I used /dev/urandom to avoid potential compression schenanigans on either side. Using /dev/zero doesn't seem to make a difference:

Code:

nei@linbox$ dd if=/dev/urandom of=/mnt/nas/testfile bs=256k count=1
1+0 records in
1+0 records out
262144 bytes (256.0KB) copied, 19.178931 seconds, 13.3KB/s
nei@linbox$ dd if=/dev/zero of=/mnt/nas/testfile bs=256k count=1
1+0 records in
1+0 records out
262144 bytes (256.0KB) copied, 20.389034 seconds, 12.6KB/s

garrett · Jan 11, 2025

teeparking said:
Applying the sysctl to the host (to my surprise) vastly improved the situation:

Did adding it to the vnet jail itself make any difference?

teeparking · Jan 11, 2025

garrett said:
Did adding it to the vnet jail itself make any difference?
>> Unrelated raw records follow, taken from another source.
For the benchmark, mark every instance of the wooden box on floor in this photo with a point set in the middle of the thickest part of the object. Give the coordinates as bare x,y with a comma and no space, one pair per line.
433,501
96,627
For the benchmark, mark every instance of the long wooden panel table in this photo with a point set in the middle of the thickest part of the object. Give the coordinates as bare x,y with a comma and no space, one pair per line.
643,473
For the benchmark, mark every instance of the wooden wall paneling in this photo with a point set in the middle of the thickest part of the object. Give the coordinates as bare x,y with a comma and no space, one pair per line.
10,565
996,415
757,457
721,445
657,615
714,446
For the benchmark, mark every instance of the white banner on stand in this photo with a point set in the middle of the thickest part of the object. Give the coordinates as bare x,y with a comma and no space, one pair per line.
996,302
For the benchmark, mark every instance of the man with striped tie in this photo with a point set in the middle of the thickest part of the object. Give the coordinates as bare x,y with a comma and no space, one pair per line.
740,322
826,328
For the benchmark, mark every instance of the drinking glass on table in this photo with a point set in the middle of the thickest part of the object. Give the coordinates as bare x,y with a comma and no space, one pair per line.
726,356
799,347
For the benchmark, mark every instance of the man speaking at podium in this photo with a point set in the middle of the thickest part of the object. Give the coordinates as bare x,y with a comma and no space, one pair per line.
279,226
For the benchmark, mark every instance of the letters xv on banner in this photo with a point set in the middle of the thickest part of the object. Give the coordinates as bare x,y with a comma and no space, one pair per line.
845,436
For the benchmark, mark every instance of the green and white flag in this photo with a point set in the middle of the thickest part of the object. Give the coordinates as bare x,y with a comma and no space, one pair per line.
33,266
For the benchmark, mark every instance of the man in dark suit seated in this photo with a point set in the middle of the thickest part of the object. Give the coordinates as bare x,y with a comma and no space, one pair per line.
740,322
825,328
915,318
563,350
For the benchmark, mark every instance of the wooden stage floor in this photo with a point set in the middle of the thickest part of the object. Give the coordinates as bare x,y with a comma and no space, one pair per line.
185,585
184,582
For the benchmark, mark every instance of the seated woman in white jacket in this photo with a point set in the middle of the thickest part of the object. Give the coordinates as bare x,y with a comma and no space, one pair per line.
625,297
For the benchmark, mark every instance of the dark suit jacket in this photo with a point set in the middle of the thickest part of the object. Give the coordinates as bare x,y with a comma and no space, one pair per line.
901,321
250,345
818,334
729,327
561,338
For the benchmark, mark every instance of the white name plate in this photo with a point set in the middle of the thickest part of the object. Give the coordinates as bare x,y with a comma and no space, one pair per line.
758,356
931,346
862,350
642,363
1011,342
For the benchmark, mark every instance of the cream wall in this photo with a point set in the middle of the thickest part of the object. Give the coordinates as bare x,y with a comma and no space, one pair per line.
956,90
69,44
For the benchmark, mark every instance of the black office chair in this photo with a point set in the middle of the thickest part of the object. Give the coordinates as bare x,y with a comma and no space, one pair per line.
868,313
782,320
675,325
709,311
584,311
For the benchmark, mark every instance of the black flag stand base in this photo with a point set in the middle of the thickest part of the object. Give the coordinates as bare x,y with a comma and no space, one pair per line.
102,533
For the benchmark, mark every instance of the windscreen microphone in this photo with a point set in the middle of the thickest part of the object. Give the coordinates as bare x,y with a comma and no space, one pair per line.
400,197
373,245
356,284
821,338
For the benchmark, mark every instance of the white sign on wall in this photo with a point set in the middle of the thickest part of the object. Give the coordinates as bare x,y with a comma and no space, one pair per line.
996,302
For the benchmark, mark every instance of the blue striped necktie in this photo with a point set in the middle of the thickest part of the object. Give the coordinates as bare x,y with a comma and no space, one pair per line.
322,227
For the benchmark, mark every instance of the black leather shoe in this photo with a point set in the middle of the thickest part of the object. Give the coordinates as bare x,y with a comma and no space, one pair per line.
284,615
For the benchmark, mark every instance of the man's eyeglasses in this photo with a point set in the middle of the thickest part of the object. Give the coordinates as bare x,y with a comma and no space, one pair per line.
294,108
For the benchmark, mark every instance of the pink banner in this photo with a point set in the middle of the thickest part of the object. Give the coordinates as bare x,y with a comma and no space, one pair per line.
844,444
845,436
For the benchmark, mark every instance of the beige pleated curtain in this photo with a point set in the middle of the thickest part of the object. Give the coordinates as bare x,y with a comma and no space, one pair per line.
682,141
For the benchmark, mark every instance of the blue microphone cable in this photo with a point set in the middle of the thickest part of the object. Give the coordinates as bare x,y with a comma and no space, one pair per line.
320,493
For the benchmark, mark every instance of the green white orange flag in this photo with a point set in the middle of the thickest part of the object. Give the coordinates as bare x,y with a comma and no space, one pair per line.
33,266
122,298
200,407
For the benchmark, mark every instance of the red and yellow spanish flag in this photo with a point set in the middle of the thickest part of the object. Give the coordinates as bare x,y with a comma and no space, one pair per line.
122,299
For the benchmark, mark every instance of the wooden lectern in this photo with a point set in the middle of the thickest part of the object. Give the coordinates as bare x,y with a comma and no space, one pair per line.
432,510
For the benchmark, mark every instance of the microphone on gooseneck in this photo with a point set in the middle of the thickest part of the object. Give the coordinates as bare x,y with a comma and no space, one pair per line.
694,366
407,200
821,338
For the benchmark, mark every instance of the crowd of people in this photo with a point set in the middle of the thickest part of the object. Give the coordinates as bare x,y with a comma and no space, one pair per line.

No, configuring it in the jail itself does not seem to change anything.

garrett · Jan 11, 2025

zfs-jail(8)

man.freebsd.org

You mentioned maybe not jailing the mount. Maybe consider jailing a child path of the dataset instead. There may be an issue with how it's mounted, and the relative path once mounted.

I'm not sure if this is useful, but I choose host local paths for a dataset, that correspond to the jail's local path when mounted. I set the dataset's local mountpoint while on the host, so it's mounted on the host when not jailed. Then, when jailing, the same path is used in the jail and the files no longer appear available to the host.

Upon unjail-ing, they are still mounted to the jail - so I umount then mount the jail path (which is host path to jail + jail's relative mount path) to return them to the original host local path. I use a jail exec.poststop command to unjail them, and another poststop to run a script that unmounts/mounts.